Bu bağlamda yakından tanıdığım; hayatlarını yazdığım ailelerin yaşadıklarını gözümün önünde bir kere daha canlandırdım.

Seyahatim sırasında gördüğüm, tanıdığım soydaşlarımla yaptığım görüşmeler sonunda farkına vardım ki ne Yunan halkı ne de Bulgar halkı, Türkiye’ye şu veya bu nedenle yerleşmiş Türkler için geri gelsinler diye kucak açmış bekliyor durumunda değiller.

Bu bakımdan onların memleketi Foça’dır. Ve artık 3 nesil Foçalıdırlar.
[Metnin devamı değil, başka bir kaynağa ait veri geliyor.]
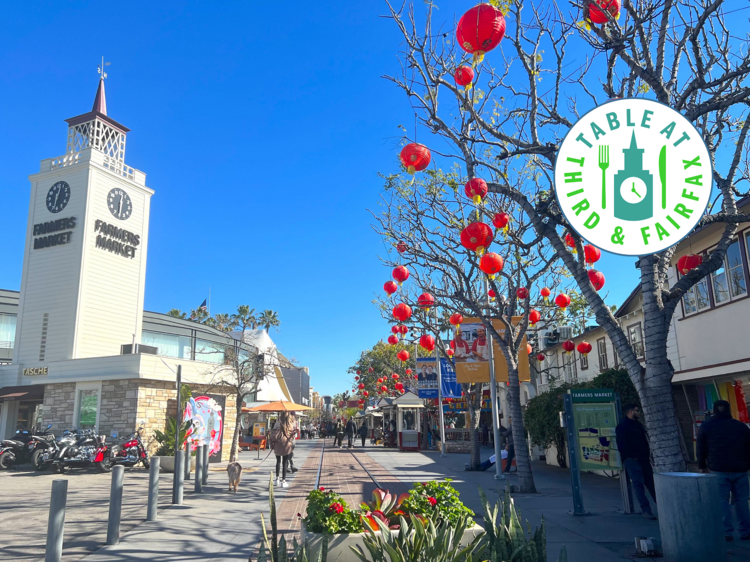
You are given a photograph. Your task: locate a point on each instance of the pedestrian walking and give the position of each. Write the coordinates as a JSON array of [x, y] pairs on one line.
[[724, 448], [350, 430], [282, 437], [632, 442]]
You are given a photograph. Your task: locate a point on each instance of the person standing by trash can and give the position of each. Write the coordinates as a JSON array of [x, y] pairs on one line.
[[632, 442], [723, 446]]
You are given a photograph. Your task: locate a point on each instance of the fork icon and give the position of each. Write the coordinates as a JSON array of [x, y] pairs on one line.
[[604, 164]]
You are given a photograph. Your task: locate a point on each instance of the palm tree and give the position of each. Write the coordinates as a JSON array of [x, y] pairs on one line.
[[269, 318]]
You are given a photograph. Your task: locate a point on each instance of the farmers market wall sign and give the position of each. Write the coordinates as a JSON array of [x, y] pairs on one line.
[[633, 177]]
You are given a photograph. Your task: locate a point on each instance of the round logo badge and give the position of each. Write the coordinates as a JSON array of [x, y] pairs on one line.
[[633, 177]]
Kaçarak gelen ya da kökeni mübadil olanların sayısı yaklaşık (3. Nesil mübadiller ve onların da çocuklarıyla) 3.000 civarındadır.

Hal böyle olunca son yüz yılda Foça’da yaşanmış üç önemli tarihi olay ya da yaşanmışlık vardır.

Bunlar
- Uluslararası Tuz ticaretinin Foça’dan yapılmış olması (1881-1939)
- Fransız Tatil Köyünün Foça’da açılması, (1967-2005)
- Mübadele süreci ve sonuçları (1923-1924) Önemli not: 1930’a kadar devam etmiştir.
-
Mübadele de diğerleri gibi Foça’nın son yüz yılına damga vurmuş önemli bir yaşanmışlıktır. Foça diğer özelliklerinin yanı sıra tam bir Mübadil Kentidir. Hal böyle olduğuna göre gelecek kuşaklara aktarılması gereken de en önemli konudur.
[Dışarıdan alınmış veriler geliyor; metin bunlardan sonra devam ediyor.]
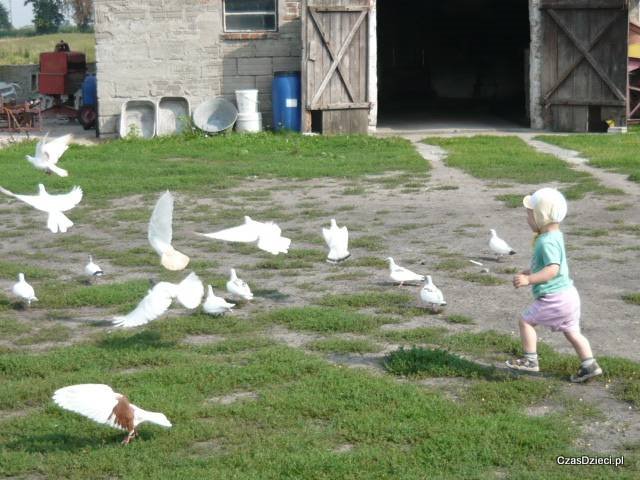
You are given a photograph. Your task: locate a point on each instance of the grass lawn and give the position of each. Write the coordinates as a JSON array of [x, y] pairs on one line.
[[612, 152], [26, 50], [511, 159]]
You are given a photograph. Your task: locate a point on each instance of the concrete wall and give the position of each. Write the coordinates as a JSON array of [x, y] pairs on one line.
[[146, 50]]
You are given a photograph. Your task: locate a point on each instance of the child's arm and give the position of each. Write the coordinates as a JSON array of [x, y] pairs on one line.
[[544, 275]]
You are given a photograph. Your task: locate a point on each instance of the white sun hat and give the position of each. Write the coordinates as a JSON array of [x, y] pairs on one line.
[[548, 205]]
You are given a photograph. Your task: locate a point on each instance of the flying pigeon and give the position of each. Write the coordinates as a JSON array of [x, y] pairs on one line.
[[215, 305], [431, 295], [401, 274], [54, 205], [23, 290], [92, 270], [48, 154], [499, 246], [102, 405], [267, 234], [338, 241], [161, 232], [189, 293], [237, 286]]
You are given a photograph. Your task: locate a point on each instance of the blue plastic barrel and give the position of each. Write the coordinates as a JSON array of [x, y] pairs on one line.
[[89, 91], [287, 111]]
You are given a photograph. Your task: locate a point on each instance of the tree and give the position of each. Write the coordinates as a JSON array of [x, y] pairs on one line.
[[47, 15], [5, 24], [82, 12]]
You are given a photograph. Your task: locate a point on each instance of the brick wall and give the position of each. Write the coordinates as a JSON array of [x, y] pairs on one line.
[[146, 50]]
Tuz depolarını korumayı beceremedik. Foça’nın tarihine damga vurmuş tuz depolarını yıkmayı marifet bildik.

Tatil köyü kira süresini uzatmak istediği halde, saçma saban sebeplerle süreyi uzatamadık. O’nu da tarihin sayfalarına gömdük.

Bu bakımdan hiç olmazsa Mübadele tarihini ölümsüzleştirmek için Foça’ya bir “Mübadele Anıtı / Heykeli” yapılmasını sağlayalım. Ve onu da genel olarak mübadillerin Foça’da ilk ayak bastıkları yer olan şimdiki taksi durağının bitişiğindeki parka yapalım. Böyle bir anıt, Foça’yı her bakımdan anlamlı kılacak ve değer katacaktır.

13.11.2025


Sebahattin Karaca

sebahattinkaraca35@hotmail.com
www.sebahattinkaraca.com



13 Kasım 2025 Perşembe / 264 okunma



"Sebahattin Karaca" bütün yazıları için tıklayın...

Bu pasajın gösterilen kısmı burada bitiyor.